Apologies for the length of this post.
I’d like to canvas some opinions on getting AI tooling approval.
I work in a small tech team with a QE team of only 4 people. We are far from bleeding edge, but it is quite liberating being able to help build improvement roadmaps.
The trouble I have is in trying to build a case for use of AI tooling. Specifically, I want to build a business case for a POC use of GitHub Copilot & Playwright MCP Server with Claude Sonnet (atm).
The issues will not be procurement, but cyber security who will likely veto this due to commercial data risks, unless I build the case carefully to accurately describe the risks.
Here’s a summary of what I propose putting to them:
We recognise the potential risks associated with tools like GitHub Copilot, the Playwright MCP Server, and models such as Claude Sonnet. These include:
-
- Accidental inclusion of sensitive or client-related data in AI prompts.*
-
- Transmission of prompts to external AI APIs, even when using enterprise-level accounts.*
-
- Storage or logging of prompts and completions by the provider, if not properly configured.*
However, these risks are not fundamentally different from existing practices we already accept within our current Azure ecosystem. For example:*
- We already store secrets and credentials in Azure Key Vault (a cloud-managed service).

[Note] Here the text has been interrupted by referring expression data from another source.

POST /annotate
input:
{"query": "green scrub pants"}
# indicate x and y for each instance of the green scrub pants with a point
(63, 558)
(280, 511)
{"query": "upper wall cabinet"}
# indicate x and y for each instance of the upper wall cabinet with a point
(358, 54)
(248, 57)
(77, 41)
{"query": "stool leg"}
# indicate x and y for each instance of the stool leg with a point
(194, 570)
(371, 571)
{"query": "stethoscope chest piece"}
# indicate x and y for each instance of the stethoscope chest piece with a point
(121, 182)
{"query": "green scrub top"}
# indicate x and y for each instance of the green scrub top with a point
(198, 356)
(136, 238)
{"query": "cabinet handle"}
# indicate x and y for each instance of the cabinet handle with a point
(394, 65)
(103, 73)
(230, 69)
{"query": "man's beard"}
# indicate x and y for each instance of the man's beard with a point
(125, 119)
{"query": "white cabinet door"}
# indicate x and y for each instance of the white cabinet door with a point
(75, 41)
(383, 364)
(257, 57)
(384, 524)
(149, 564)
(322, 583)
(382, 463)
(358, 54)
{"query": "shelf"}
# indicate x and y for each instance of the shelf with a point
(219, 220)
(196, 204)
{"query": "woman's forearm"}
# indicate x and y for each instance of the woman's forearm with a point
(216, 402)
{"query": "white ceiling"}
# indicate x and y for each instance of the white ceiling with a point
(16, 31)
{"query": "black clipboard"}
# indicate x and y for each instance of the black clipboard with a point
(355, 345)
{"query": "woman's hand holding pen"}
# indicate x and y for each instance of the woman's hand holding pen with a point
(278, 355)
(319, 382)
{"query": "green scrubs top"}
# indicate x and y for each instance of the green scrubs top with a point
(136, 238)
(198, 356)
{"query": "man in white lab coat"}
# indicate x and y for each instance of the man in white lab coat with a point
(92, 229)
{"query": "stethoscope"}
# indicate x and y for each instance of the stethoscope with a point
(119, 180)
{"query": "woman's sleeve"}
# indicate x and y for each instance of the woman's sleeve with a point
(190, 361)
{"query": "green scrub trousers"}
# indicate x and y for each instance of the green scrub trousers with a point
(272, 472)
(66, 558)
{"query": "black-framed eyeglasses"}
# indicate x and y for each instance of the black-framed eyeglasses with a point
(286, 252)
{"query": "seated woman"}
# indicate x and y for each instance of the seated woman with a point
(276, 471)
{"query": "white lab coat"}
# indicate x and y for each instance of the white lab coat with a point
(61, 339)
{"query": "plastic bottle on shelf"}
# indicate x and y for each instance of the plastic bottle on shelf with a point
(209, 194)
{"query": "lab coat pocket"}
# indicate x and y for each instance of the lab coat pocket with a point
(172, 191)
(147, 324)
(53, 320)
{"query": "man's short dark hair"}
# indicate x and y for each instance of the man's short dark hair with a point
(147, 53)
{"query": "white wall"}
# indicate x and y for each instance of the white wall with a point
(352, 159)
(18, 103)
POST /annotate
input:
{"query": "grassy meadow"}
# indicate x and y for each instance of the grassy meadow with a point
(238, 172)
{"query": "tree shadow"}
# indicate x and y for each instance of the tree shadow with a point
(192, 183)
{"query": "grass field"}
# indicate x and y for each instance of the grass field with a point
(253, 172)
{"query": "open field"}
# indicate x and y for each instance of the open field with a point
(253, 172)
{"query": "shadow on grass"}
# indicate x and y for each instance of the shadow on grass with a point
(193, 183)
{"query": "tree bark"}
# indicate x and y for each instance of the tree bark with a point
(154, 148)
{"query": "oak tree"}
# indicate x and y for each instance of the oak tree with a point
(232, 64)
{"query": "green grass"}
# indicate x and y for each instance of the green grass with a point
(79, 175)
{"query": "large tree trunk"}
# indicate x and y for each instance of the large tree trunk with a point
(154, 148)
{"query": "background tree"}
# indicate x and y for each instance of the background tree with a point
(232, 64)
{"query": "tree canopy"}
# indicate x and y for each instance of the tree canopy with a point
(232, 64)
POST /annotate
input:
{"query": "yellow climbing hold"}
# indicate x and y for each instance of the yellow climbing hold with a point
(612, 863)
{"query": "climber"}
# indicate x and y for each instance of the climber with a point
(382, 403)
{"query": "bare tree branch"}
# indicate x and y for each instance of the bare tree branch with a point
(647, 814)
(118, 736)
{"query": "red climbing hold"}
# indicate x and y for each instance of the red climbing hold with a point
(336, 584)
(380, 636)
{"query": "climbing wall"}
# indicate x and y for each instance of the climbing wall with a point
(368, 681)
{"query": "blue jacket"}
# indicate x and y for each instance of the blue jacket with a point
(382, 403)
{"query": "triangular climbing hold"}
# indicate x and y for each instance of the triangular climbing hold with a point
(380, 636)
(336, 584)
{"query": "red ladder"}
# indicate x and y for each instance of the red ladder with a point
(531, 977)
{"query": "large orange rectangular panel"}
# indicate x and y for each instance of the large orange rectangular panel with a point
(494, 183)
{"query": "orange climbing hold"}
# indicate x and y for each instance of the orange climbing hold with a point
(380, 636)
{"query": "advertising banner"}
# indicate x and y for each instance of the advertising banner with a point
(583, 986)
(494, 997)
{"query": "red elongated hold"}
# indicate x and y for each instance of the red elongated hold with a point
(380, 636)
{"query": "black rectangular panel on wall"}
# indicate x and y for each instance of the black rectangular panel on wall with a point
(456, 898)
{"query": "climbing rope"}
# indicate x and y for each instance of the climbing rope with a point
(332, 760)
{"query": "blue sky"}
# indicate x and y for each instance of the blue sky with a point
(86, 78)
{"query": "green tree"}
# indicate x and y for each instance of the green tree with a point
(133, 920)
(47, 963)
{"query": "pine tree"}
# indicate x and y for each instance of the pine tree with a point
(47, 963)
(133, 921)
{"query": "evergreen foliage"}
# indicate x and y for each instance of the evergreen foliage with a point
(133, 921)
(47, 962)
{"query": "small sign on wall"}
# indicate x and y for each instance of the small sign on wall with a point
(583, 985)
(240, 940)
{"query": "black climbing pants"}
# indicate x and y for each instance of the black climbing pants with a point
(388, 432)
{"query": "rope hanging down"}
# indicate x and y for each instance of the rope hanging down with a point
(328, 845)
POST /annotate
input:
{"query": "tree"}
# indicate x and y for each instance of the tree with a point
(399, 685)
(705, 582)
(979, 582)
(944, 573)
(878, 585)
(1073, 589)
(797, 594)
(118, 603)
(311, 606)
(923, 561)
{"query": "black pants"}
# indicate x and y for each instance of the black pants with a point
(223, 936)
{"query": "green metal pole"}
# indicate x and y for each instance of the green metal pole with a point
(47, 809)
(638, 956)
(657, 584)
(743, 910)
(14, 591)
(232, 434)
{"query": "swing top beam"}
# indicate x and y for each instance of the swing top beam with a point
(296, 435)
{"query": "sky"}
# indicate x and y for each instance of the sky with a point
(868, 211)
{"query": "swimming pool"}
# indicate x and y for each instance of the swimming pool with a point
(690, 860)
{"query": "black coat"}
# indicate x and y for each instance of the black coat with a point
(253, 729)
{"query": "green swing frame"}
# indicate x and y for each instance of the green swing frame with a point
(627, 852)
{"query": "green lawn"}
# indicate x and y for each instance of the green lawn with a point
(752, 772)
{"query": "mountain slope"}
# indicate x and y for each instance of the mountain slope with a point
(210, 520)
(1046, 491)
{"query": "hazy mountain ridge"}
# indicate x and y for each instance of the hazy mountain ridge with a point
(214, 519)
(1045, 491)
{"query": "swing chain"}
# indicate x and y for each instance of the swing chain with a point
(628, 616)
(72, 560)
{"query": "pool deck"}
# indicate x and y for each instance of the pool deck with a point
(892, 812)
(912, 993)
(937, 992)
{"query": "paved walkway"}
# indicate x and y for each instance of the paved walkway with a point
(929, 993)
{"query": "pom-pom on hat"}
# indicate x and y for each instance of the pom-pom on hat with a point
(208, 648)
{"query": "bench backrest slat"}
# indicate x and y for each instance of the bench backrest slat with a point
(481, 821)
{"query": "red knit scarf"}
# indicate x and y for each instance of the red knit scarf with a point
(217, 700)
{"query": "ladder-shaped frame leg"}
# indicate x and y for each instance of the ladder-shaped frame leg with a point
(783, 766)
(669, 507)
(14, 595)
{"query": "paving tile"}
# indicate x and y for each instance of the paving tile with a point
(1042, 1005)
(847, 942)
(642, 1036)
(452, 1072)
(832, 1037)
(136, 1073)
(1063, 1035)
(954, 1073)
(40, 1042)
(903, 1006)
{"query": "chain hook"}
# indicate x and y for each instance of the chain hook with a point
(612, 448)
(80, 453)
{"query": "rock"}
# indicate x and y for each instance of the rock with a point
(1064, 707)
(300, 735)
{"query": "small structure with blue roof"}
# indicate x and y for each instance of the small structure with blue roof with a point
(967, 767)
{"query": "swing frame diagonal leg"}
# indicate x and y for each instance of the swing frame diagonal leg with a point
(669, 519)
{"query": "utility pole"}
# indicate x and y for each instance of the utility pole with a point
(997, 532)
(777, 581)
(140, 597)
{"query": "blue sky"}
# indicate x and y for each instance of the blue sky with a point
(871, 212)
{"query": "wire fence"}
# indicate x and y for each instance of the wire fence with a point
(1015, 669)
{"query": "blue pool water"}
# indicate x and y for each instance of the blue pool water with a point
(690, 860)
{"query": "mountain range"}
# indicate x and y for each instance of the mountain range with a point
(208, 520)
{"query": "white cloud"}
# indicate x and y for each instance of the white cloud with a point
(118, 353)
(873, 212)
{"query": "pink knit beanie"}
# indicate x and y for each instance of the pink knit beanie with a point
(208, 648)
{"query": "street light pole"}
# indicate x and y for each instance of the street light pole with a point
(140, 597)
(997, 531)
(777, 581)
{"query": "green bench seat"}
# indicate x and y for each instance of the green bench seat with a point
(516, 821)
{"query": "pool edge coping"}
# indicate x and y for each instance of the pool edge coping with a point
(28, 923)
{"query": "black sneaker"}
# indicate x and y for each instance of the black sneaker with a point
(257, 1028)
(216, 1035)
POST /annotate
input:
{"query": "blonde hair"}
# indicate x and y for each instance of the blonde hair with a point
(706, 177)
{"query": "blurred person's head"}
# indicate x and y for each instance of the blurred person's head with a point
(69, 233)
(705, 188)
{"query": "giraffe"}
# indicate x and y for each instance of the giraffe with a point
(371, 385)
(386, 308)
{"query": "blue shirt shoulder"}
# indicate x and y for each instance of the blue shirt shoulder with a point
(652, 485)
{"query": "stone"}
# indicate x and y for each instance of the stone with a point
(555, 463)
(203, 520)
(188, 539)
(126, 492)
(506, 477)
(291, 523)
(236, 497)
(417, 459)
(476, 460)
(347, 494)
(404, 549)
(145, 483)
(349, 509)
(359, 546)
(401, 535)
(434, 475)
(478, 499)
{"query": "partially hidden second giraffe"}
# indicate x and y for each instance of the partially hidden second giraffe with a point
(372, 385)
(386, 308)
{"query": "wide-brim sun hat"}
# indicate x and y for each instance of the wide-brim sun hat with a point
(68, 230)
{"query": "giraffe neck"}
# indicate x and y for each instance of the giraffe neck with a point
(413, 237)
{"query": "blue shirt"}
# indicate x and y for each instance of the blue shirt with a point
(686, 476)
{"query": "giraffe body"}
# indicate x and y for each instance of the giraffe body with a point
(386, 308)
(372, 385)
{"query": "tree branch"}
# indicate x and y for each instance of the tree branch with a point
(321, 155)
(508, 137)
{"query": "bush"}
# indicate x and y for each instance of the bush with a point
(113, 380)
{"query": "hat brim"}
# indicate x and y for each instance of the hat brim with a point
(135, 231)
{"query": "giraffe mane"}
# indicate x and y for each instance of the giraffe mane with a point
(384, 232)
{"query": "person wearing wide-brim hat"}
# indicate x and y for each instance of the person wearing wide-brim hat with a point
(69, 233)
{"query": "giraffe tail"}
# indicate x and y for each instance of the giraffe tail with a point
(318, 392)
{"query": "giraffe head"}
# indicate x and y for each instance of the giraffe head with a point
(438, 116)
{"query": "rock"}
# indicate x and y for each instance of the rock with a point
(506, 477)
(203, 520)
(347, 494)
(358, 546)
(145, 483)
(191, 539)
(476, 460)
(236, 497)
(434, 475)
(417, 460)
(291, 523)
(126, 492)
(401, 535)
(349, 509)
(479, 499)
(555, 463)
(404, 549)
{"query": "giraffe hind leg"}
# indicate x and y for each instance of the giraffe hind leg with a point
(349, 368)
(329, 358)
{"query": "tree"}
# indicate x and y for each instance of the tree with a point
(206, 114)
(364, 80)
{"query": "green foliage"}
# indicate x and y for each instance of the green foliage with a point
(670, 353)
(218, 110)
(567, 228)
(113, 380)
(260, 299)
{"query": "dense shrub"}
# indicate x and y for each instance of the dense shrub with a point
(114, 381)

- We host source code and CI/CD pipelines in Azure DevOps (cloud-based and accessible to Microsoft infrastructure).
-
- We rely on Microsoft’s contractual commitments to ensure those services meet security and compliance standards.*
Similarly, GitHub Copilot Business and Claude (when accessed via GitHub) offer enterprise-grade controls:
- Prompts and completions can be excluded from training.*
- Access is governed by GitHub Enterprise identity and permission policies.*
- All services are hosted by reputable vendors with published security and compliance documentation.*
To manage AI tooling risk responsibly, we propose the following mitigations during the pilot:
-
- Restrict usage to non-client code: No confidential data, client identifiers, or bespoke client workflows may be entered into prompts.**
-
- Use GitHub Copilot Business, which allows enterprise settings to disable training on user prompts.**
-
- Educate pilot users on safe prompting practices and approved use cases.**
-
- Monitor tool usage and audit logs where available.**
-
- Review outcomes with Cybersecurity after the pilot to assess long-term viability.*
We are not introducing an entirely new category of risk—we are evolving our existing cloud tooling practices to include developer assistance via AI. With proper boundaries and governance, this pilot can be carried out safely and responsibly.